HEALTHIER ORANGES FOR EUROPE image

The Medfly is a serious pest to European producers of citrus and other fruit, who usually fight it with chemical sprays. The CLEANFRUIT project aims to develop methods to apply an alternative cropprotection system that uses sterile insect technology (SIT). SIT has already proved successful in areas of Central America, California and Florida, where large plantations are common. Trials in Madeira, Spain, and Israel have shown promise, but the technique needs to be adapted to suit the smaller, more scattered plots, and different industrial structure of European production. This EU Specific Targeted Research Project (STREP) will spend three years furthering this aim.

STERILE INSECTS ON THE MOVE

In SIT, very large numbers of sterile male insects are raised and released to mate with wild female flies. These unions do not generate any young, so population levels plummet. Fruit protected by SIT is free from pest damage and pesticide residues are substantially reduced. Growers and consumers will both win if the price of using SIT can be made competitive.
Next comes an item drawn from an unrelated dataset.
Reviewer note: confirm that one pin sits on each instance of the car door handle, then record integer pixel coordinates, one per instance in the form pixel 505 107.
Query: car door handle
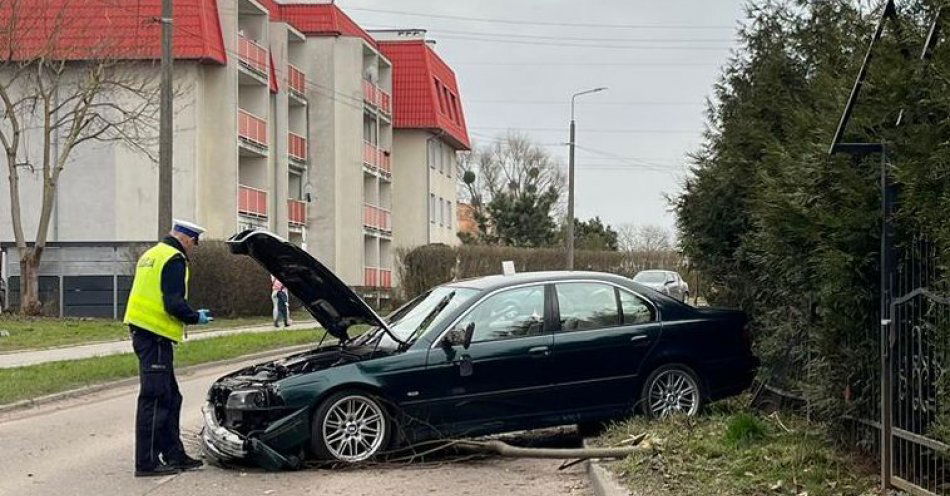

The current SIT method is to raise insects to the pupal stage in central facilities, then transport them to the point of use to hatch into flies. The project will study how the insects are hatched and raised. It will also look at ways of transporting eggs, rather than pupae, to improve economic viability.

OPTIMISING DISPERSAL

Current dispersal methods involve mass releases of sterile males from the air while smaller releases at ground level are achieved using paper bags. It may be more effective in some areas to disperse insects, for example, on a directed plume of air, while high-tech versions of the paper bag, perhaps biodegradable containers, suitable for smaller fields, will also be considered.

CLEANFRUIT will prepare methods of assessing the costs and benefits of using SIT to allow growers, cooperatives and local and national government agencies to assess how many sterile males will be needed in a given locality to suppress pests effectively, based on pest populations and local conditions. Too few steriles and the fruit is damaged; too many and resources are wasted.

GETTING THE MESSAGE ACROSS

The goal is the application of SIT Medfly to 25% of European citrus production by 2010. This can only be achieved through providing information about the new technology, protocols for its application, and by spreading news about it to affected communities.

CLEANFRUIT will conduct an awareness programme aimed at growers, fruit packers, supermarkets, consumer groups and local authorities. It will seek to persuade them to replace chemical insecticides with SIT and give them the tools to introduce it. An important feature of this process will be a manual on how to design and implement SIT programmes in Europe. The project will also produce training materials, hold seminars and introduce guidelines for practical application.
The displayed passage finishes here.